Don't Waste Your Energy
Customers are also looking for products that are more energy efficient, according to two window manufacturers.

"Weather Shield recognized that the rising cost of heating and cooling would have homeowners, builders and architects seeking the most efficient products available," says Dave Koester, brand manager for the Legacy Series, ProShield and LifeGuard product lines. "Recent publicized research showed the importance of reducing the consumption of fossil fuels and the desire to help America reduce its dependence on foreign fuels (particularly oil)."

There was no formal research conducted before the company decided to begin manufacturing its Zo-e-shield window brand. Zo-e-shield glazing systems deliver low center-of-glass U-values and solar heat gain coefficients; protect a home's interior from harmful ultraviolet rays while allowing more visible light into the home; provide exterior surfaces that are easy to clean, repel dirt and reduce water spots; and reduce condensation.
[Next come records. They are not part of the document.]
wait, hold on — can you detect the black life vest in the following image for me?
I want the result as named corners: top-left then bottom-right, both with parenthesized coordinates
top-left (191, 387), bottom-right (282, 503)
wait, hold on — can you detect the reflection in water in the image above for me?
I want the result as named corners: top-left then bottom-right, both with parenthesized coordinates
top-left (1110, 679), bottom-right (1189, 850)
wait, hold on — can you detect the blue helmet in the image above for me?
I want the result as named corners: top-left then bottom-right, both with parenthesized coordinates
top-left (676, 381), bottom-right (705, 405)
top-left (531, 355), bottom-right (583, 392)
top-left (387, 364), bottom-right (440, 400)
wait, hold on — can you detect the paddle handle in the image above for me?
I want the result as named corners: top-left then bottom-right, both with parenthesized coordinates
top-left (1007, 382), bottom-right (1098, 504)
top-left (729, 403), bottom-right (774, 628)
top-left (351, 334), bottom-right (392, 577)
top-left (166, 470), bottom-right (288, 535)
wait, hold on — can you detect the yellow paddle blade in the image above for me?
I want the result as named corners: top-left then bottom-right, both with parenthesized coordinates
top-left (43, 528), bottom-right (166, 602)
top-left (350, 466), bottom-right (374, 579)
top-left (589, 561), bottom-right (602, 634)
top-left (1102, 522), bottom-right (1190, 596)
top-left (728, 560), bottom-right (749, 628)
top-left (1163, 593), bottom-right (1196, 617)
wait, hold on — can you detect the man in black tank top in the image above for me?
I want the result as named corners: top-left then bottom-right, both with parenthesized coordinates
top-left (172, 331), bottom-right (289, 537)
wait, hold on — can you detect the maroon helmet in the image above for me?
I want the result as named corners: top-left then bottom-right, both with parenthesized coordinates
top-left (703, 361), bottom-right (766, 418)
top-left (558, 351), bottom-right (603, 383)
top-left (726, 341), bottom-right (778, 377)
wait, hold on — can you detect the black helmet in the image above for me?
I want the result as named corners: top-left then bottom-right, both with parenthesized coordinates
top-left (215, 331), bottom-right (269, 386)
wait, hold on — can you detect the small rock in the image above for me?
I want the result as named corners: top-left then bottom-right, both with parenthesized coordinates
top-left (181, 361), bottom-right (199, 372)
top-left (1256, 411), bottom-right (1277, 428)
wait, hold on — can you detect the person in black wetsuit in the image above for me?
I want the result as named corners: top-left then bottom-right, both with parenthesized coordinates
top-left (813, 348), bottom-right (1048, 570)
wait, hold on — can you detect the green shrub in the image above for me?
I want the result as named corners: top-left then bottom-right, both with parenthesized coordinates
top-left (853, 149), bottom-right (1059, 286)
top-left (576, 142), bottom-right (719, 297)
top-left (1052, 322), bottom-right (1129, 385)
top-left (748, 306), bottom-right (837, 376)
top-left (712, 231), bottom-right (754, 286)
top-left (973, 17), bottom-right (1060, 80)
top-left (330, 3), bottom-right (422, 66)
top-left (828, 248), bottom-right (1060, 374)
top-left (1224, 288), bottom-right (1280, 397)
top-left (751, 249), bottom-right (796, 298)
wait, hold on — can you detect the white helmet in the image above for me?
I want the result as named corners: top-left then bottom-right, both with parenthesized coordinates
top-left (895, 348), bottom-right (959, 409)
"Our customers were asking for help in reducing heating and cooling costs and to be more kind to the environment along the way," he explains.

"Every buying audience-builders, remodelers and homeowners-is embracing energy-efficient glass packages for windows and doors right now," says Chris Monroe, vice president of marketing for Simonton Windows. "ENERGY STAR® qualifications and programs have made a strong impact on people no matter what their geographical market. Ever since fuel costs started to rise we've seen a steady and continuing increase in requests for energy-efficient glass packages."

While many customers in coastal states will most likely purchase impact-resistant windows, only time will tell if the trends of built-in screens, decorative glass options or high energy efficiency will win market share.

Samantha Carpenter is editor for SHELTER magazine.